In this example, we use a polynomial-time approximation using the Local Maxima First algorithm. In addition, Apache Spark framework and specifically GraphFrames library used to implement and execute the algorithm (described below) that computes a solution to the graph coloring problem and associates each node with a number representing the color that should be used.
Follows the Pregel-like pseudocode of Local Maxima First algorithm.
begin:
Set Maxima = true;
if superstep == 0 then
Set Vertex.Value = -1;
Send Vertex.Id to all neighbors;
else
if Vertex.Value == -1 then
foreach msg ∈ Messages do
if Vertex.Id < msg then
Set Maxima = false;
if Maxima==true then
Set Vertex.Value = superstep;
else
Send Vertex.Id to all neighbors;
VoteToHalt();
You can run and experiment locally with the Local Maxima First algorithm executing the coloring-graph.py script on the provided Vagrant environment using the following commands.
$ vagrant up
$ vagrant ssh
# Using default input graph
$ ~/spark-2.4.7-bin-hadoop2.7/bin/spark-submit --packages graphframes:graphframes:0.7.0-spark2.3-s_2.11 /vagrant/coloring-graph.py
# Or using different input files
$ ~/spark-2.4.7-bin-hadoop2.7/bin/spark-submit --packages graphframes:graphframes:0.7.0-spark2.3-s_2.11 /vagrant/coloring-graph.py -v {path-to-vertices.csv} -e {path-to-edges.csv}
$ vagrant halt
The default input graph (G=(V, E)) is providing by the vertices.csv and edges.csv files located under the corresponding /csv folder.

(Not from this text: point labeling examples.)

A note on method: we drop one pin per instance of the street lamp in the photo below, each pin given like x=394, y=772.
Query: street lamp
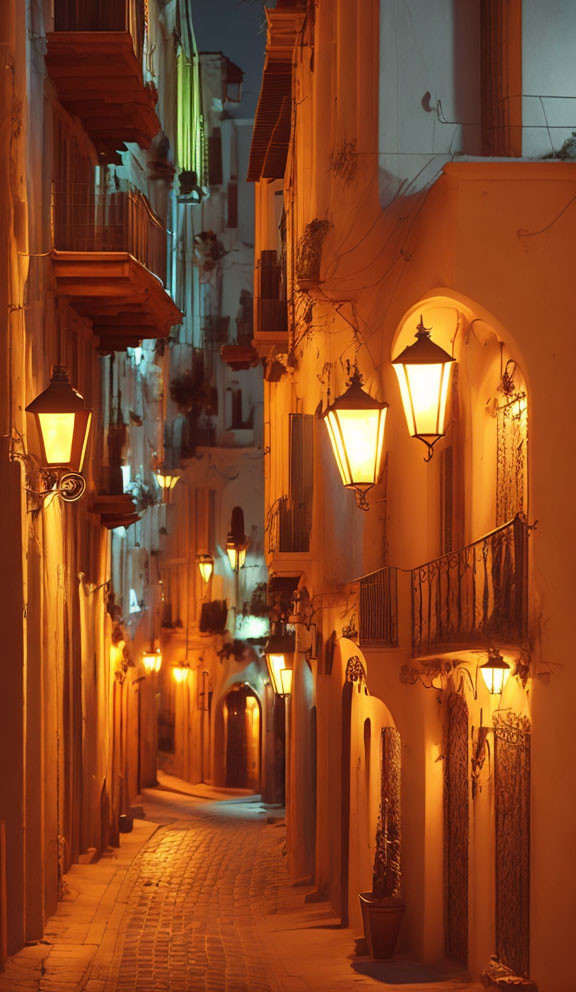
x=152, y=660
x=495, y=672
x=236, y=542
x=423, y=371
x=355, y=423
x=166, y=480
x=236, y=552
x=63, y=423
x=279, y=653
x=206, y=567
x=181, y=671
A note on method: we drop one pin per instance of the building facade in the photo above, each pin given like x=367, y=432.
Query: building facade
x=412, y=165
x=128, y=244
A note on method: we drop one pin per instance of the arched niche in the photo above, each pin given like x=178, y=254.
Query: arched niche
x=478, y=478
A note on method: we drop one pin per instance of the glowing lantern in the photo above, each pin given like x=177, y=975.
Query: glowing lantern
x=166, y=481
x=152, y=660
x=495, y=672
x=279, y=652
x=236, y=553
x=236, y=542
x=355, y=423
x=181, y=672
x=63, y=423
x=423, y=371
x=206, y=566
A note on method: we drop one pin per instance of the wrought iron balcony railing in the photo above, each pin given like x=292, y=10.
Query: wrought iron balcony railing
x=379, y=608
x=288, y=526
x=103, y=15
x=474, y=596
x=89, y=220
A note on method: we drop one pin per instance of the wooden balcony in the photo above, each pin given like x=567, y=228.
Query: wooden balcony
x=378, y=608
x=271, y=310
x=476, y=597
x=110, y=259
x=95, y=60
x=288, y=527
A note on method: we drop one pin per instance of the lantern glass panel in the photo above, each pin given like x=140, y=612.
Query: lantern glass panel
x=276, y=665
x=206, y=569
x=495, y=677
x=424, y=390
x=57, y=434
x=357, y=438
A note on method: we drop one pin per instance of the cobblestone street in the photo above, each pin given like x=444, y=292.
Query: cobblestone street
x=197, y=898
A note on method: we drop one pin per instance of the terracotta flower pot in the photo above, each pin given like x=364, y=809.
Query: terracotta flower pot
x=382, y=919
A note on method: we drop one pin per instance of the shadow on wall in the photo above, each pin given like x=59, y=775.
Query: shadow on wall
x=397, y=972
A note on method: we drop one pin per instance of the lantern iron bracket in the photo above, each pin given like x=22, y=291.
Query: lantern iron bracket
x=69, y=486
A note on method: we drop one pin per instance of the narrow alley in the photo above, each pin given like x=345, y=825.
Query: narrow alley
x=197, y=898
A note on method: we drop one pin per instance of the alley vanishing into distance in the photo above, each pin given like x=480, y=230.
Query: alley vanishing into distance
x=198, y=898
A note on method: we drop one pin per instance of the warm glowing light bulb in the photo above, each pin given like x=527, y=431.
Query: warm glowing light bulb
x=63, y=423
x=206, y=567
x=423, y=371
x=236, y=555
x=495, y=673
x=152, y=660
x=280, y=674
x=355, y=423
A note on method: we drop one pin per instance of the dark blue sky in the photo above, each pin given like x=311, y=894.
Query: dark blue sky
x=237, y=28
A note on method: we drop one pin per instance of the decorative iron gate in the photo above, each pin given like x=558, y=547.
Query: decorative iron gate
x=512, y=813
x=456, y=829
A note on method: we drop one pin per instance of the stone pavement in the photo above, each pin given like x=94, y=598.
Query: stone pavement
x=197, y=900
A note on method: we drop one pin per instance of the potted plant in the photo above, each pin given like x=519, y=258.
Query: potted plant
x=382, y=909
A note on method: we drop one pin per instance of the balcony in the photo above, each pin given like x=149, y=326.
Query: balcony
x=474, y=597
x=95, y=60
x=110, y=261
x=271, y=311
x=379, y=609
x=288, y=527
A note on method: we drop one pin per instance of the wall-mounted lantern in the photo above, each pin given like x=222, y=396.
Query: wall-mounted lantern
x=355, y=423
x=181, y=671
x=236, y=543
x=166, y=480
x=495, y=672
x=63, y=423
x=152, y=660
x=423, y=371
x=206, y=566
x=279, y=651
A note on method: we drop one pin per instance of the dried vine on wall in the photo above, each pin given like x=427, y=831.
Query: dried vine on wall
x=387, y=873
x=512, y=826
x=456, y=828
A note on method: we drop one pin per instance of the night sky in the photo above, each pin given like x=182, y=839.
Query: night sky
x=237, y=28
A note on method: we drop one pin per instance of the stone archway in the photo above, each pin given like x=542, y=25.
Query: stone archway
x=243, y=738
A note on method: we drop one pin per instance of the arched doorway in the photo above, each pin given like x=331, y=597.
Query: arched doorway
x=242, y=726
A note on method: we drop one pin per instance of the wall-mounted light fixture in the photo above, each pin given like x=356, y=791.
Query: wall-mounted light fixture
x=181, y=671
x=206, y=566
x=236, y=543
x=166, y=480
x=63, y=423
x=423, y=371
x=152, y=660
x=495, y=672
x=279, y=651
x=355, y=423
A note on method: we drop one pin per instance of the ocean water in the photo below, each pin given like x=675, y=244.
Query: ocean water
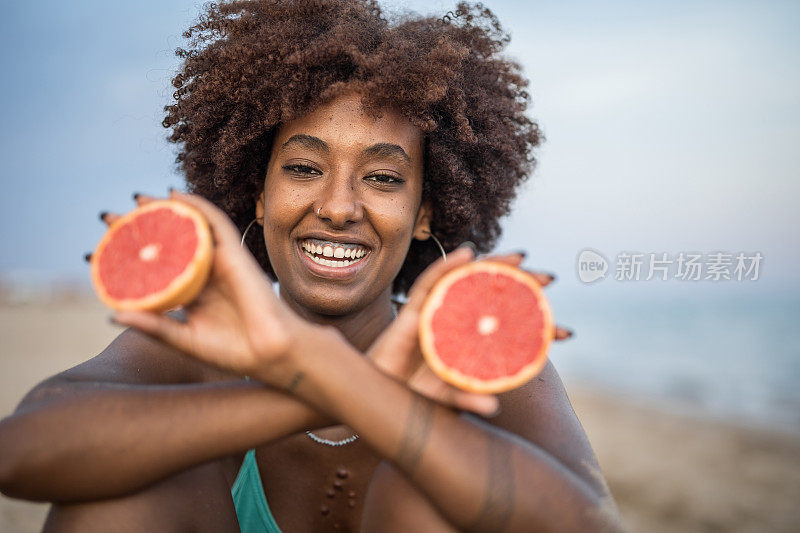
x=707, y=350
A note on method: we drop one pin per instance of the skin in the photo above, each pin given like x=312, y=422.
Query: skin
x=327, y=354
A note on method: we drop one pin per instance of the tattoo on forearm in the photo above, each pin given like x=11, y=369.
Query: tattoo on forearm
x=498, y=499
x=296, y=379
x=418, y=428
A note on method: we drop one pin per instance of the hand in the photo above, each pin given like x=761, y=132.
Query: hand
x=237, y=322
x=397, y=351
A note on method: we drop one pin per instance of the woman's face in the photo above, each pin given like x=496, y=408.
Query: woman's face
x=342, y=201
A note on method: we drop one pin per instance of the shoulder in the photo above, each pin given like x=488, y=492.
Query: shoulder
x=540, y=413
x=135, y=358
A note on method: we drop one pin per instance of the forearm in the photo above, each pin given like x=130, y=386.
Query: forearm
x=478, y=477
x=110, y=439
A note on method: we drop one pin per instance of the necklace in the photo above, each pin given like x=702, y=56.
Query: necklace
x=352, y=438
x=328, y=442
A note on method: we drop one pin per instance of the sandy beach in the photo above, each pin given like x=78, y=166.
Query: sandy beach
x=668, y=472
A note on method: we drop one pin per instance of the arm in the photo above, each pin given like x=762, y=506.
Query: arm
x=131, y=416
x=479, y=477
x=539, y=412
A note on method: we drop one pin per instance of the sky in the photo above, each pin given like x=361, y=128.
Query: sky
x=671, y=127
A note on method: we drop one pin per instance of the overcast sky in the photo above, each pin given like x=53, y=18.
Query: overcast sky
x=671, y=126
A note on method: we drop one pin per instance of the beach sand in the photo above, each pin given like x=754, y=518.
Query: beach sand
x=668, y=472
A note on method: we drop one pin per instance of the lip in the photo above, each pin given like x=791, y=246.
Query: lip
x=327, y=272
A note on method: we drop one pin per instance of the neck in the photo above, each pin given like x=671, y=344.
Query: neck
x=361, y=327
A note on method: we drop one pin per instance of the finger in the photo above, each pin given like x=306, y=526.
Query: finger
x=483, y=404
x=513, y=258
x=425, y=281
x=225, y=232
x=143, y=199
x=109, y=218
x=562, y=333
x=162, y=327
x=247, y=270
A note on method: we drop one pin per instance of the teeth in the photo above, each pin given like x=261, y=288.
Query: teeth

By finishing the execution of the algorithm you will receive the final GraphFrame output.
+---+----------------+
| id| localMaxima|
+---+----------------+
| 7| [7, 2, true, 7]|
| 11|[11, 1, true, 7]|
| 3| [3, 1, true, 7]|
| 8| [8, 1, true, 7]|
| 5| [5, 4, true, 7]|
| 6| [6, 3, true, 7]|
| 9| [9, 1, true, 7]|
| 1| [1, 6, true, 7]|
| 10|[10, 2, true, 7]|
| 4| [4, 5, true, 7]|
| 2| [2, 2, true, 7]|
+---+----------------+
Each node of the graph contains a dictionary with the following structure.
{
"id" => The id of the node,
"color" => The color of the node. Initial value -1 (no color),
"maxima" => Indicates if the node is the maxima of its neighborhood. Initial value False,
"step" => The Step of the algorithm
}
This work inspired by the GraphFrames-aggregateMessages repository.